Zim, zim, zim… Assim fazia o som do seu skate enquanto levava um pé em cima e o outro a dar impulso e velocidade. Entrou na pista. Rodopiou e parou no meio da curva de pé. Olhou para seu público à procura de quem iria impressionar desta vez. Aquele velho, talvez. Hum… não me parece interessado. Não por ser velho, mas assim que o viu virou a cara. Ou por desprezo ou por inveja. Não parou para analisar. Limitou-se a isolá-lo dos seus supostos admiradores. Talvez aquele menino que estava a sorver um gelado com o olhar fixo no seu skate. Mas assim que deu a primeira passada, a mãe do menino o chamou e ele obedeceu deixando para trás o espectáculo sem sofrimento. Mais uma parada e mais uma lançada de olhar. Hoje a Praça estava quase vazia. Talvez fosse melhor assim. Ao menos ainda poderia perder algum tempo na sua ‘performance’ e quem sabe tornar-se um profissional e entrar em torneios. Não era propriamente o seu sonho, mas tudo é possível quando se é jovem.
Enquanto pensava em situações de futuro, uma menina da sua idade o olhava com interesse. Por incrível que pareça, não olhava para seu skate, nem nas luvas sem dedos, nem para o seu ténis de marca novo. Olhava para seus olhos. Profundamente. Que desconcertante - Pensou ele.
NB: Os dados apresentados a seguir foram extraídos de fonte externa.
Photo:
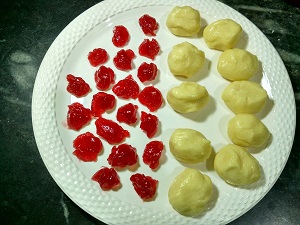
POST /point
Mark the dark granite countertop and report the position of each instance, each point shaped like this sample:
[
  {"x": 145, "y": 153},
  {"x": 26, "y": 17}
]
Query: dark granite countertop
[{"x": 28, "y": 194}]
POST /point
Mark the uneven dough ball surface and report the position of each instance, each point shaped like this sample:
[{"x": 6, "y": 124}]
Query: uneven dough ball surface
[
  {"x": 187, "y": 97},
  {"x": 236, "y": 165},
  {"x": 190, "y": 192},
  {"x": 247, "y": 130},
  {"x": 185, "y": 59},
  {"x": 189, "y": 146},
  {"x": 244, "y": 97},
  {"x": 184, "y": 21},
  {"x": 237, "y": 64},
  {"x": 223, "y": 34}
]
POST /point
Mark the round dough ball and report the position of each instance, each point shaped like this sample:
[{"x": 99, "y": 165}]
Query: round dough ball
[
  {"x": 185, "y": 59},
  {"x": 247, "y": 130},
  {"x": 222, "y": 34},
  {"x": 189, "y": 192},
  {"x": 236, "y": 165},
  {"x": 244, "y": 97},
  {"x": 184, "y": 21},
  {"x": 237, "y": 64},
  {"x": 189, "y": 146},
  {"x": 187, "y": 97}
]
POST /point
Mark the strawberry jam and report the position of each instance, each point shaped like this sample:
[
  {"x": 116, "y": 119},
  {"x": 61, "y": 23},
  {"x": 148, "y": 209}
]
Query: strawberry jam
[
  {"x": 109, "y": 130},
  {"x": 121, "y": 36},
  {"x": 151, "y": 98},
  {"x": 145, "y": 186},
  {"x": 107, "y": 178},
  {"x": 149, "y": 124},
  {"x": 122, "y": 156},
  {"x": 104, "y": 77},
  {"x": 126, "y": 88},
  {"x": 152, "y": 153},
  {"x": 98, "y": 56},
  {"x": 148, "y": 25},
  {"x": 123, "y": 59},
  {"x": 77, "y": 86},
  {"x": 102, "y": 102},
  {"x": 87, "y": 147},
  {"x": 127, "y": 113},
  {"x": 78, "y": 116},
  {"x": 149, "y": 49}
]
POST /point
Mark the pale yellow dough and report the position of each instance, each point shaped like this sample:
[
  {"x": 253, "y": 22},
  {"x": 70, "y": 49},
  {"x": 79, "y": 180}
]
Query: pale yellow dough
[
  {"x": 236, "y": 165},
  {"x": 190, "y": 192},
  {"x": 223, "y": 34},
  {"x": 189, "y": 146},
  {"x": 244, "y": 97},
  {"x": 187, "y": 97},
  {"x": 237, "y": 64},
  {"x": 184, "y": 21},
  {"x": 185, "y": 59},
  {"x": 247, "y": 130}
]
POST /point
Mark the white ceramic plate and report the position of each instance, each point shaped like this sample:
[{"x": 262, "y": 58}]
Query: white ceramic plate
[{"x": 68, "y": 54}]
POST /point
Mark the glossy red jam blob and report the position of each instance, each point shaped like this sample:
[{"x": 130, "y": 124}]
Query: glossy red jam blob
[
  {"x": 78, "y": 116},
  {"x": 122, "y": 156},
  {"x": 145, "y": 186},
  {"x": 109, "y": 130},
  {"x": 104, "y": 77},
  {"x": 149, "y": 49},
  {"x": 121, "y": 36},
  {"x": 147, "y": 72},
  {"x": 127, "y": 113},
  {"x": 126, "y": 88},
  {"x": 98, "y": 56},
  {"x": 148, "y": 25},
  {"x": 77, "y": 86},
  {"x": 87, "y": 147},
  {"x": 149, "y": 124},
  {"x": 102, "y": 102},
  {"x": 107, "y": 178},
  {"x": 123, "y": 59}
]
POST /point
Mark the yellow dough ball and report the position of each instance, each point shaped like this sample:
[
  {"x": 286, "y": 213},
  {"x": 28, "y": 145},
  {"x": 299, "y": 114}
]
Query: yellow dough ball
[
  {"x": 247, "y": 130},
  {"x": 185, "y": 59},
  {"x": 184, "y": 21},
  {"x": 189, "y": 146},
  {"x": 236, "y": 165},
  {"x": 244, "y": 97},
  {"x": 223, "y": 34},
  {"x": 189, "y": 192},
  {"x": 187, "y": 97},
  {"x": 237, "y": 64}
]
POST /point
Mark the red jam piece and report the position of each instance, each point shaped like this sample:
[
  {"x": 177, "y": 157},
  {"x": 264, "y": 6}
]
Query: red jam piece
[
  {"x": 148, "y": 25},
  {"x": 149, "y": 124},
  {"x": 107, "y": 178},
  {"x": 147, "y": 72},
  {"x": 145, "y": 186},
  {"x": 122, "y": 156},
  {"x": 123, "y": 59},
  {"x": 104, "y": 77},
  {"x": 77, "y": 86},
  {"x": 126, "y": 88},
  {"x": 151, "y": 97},
  {"x": 121, "y": 36},
  {"x": 149, "y": 49},
  {"x": 127, "y": 113},
  {"x": 78, "y": 116},
  {"x": 87, "y": 147},
  {"x": 109, "y": 130},
  {"x": 152, "y": 153},
  {"x": 102, "y": 102},
  {"x": 98, "y": 56}
]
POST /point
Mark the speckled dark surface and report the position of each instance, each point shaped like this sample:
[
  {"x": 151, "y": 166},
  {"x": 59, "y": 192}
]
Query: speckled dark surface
[{"x": 28, "y": 194}]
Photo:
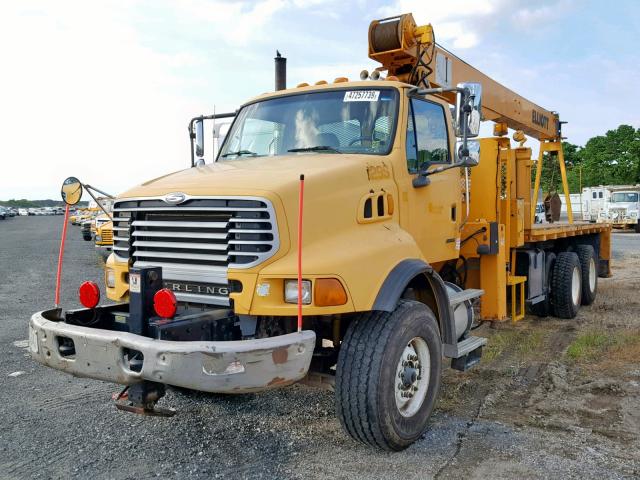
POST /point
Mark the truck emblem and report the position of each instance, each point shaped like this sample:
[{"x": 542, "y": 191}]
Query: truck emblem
[{"x": 175, "y": 198}]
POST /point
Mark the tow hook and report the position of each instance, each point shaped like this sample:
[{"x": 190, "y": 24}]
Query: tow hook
[{"x": 141, "y": 398}]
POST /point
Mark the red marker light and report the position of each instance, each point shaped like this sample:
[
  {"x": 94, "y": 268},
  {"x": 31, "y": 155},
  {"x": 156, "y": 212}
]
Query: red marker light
[
  {"x": 89, "y": 294},
  {"x": 165, "y": 303}
]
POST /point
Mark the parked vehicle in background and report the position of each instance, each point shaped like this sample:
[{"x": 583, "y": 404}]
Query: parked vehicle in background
[
  {"x": 616, "y": 204},
  {"x": 624, "y": 204},
  {"x": 87, "y": 229},
  {"x": 594, "y": 202}
]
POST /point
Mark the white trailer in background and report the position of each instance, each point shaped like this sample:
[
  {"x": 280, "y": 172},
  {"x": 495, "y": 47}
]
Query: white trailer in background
[
  {"x": 617, "y": 204},
  {"x": 595, "y": 202},
  {"x": 624, "y": 204}
]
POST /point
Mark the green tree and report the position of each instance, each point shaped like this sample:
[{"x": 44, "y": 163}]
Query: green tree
[
  {"x": 613, "y": 158},
  {"x": 609, "y": 159}
]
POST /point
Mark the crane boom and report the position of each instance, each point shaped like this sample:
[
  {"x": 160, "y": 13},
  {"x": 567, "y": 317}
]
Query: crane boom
[{"x": 410, "y": 53}]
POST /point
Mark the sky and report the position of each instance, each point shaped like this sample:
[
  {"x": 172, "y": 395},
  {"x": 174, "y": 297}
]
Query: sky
[{"x": 104, "y": 90}]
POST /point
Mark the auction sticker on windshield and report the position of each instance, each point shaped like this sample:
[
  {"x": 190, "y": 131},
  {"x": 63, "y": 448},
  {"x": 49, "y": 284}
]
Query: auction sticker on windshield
[{"x": 361, "y": 96}]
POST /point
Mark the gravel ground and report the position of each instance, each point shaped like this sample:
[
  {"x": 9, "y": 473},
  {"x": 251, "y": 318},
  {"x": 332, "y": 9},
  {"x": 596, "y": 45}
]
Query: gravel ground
[{"x": 57, "y": 426}]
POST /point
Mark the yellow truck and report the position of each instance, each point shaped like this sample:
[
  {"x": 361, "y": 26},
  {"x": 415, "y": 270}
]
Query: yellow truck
[{"x": 407, "y": 223}]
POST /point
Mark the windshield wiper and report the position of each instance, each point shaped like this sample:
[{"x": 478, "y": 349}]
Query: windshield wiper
[
  {"x": 317, "y": 148},
  {"x": 240, "y": 152}
]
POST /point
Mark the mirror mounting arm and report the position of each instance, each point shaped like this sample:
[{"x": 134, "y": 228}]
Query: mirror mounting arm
[{"x": 202, "y": 118}]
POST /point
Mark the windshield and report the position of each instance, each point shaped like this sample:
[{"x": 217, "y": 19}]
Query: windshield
[
  {"x": 335, "y": 121},
  {"x": 624, "y": 197}
]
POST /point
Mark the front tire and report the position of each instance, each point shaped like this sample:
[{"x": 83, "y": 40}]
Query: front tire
[
  {"x": 566, "y": 285},
  {"x": 388, "y": 375},
  {"x": 543, "y": 309}
]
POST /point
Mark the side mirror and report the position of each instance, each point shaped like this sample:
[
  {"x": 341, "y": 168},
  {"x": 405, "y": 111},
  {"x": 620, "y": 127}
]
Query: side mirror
[
  {"x": 468, "y": 110},
  {"x": 469, "y": 157},
  {"x": 199, "y": 126},
  {"x": 71, "y": 191}
]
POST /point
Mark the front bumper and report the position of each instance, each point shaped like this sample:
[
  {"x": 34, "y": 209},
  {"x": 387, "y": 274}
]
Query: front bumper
[{"x": 224, "y": 367}]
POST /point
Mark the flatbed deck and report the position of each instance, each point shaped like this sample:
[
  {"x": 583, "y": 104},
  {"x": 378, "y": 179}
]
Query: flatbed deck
[{"x": 551, "y": 231}]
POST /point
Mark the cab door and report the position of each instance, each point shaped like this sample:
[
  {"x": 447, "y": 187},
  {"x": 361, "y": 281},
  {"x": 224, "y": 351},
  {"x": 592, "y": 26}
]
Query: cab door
[{"x": 431, "y": 214}]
Não poderia falhar, estava a ponto de dar a partida para uma investida por cima dos degraus que circundava a estátua. Havia lá uma rampa improvisada, mas preferia ir pelo caminho mais difícil. E se falhasse? Não isso não poderia acontecer. A menina era bonita e parecia interessada nele. Será que ela já o tinha visto ali? Ele nunca a tinha visto. Ficou ainda mais interessado em fazer uma boa figura. Olhou seu skate-amigo durante um tempo com as duas mãos descontraídas sobre a cintura e fez uma espécie de reza. Falou com o companheiro de madeira que aquela seria a oportunidade deles para conquistar alguém duplamente. Neste caso, pela capacidade de ambos.
Zim, zim, zim… deu o embalo. Uma ida e vinda de aquecimento, outro rodopio. Uma mirada ao objectivo e um canto de olho para ter certeza que a sua admiradora o estava a olhar. Estava. Perfeito. A sorte será lançada. Àquela distância nada poderia dar errado. Estava tudo rematado. Não havia muitos concorrentes para partilhar aquela que lhe parecia a menina mais bonita do mundo. O sol estava a aquecer suavemente a pele de ambos como se fosse cúmplice daquele segredo. Ele prosseguiu. Ainda com as duas mãos na cintura, deslizou suavemente dando três passos largos de embalo. Zim, zim, zimmmmmm… Agora! Zás!! Um salto de perito!!
Olhou para trás rapidamente para ter certeza que ela viu e constatou satisfeito que não só viu como estava com a mão sobre o coração como se não pudesse aguentar tamanha e perigosa façanha. Isso lhe deixou desconcertado mas ela lhe retribuiu com um sorriso e um gesto simulado de palmas sem som. Foi tudo à distância: O olhar, o sentimento recíproco, o espectáculo, o susto, o agradecimento, o adeus e o até outro dia.
Nada como uma tarde de sol numa praça quase vazia e duas pessoas que se admiram para tornar o dia ainda mais sublime.


Fim.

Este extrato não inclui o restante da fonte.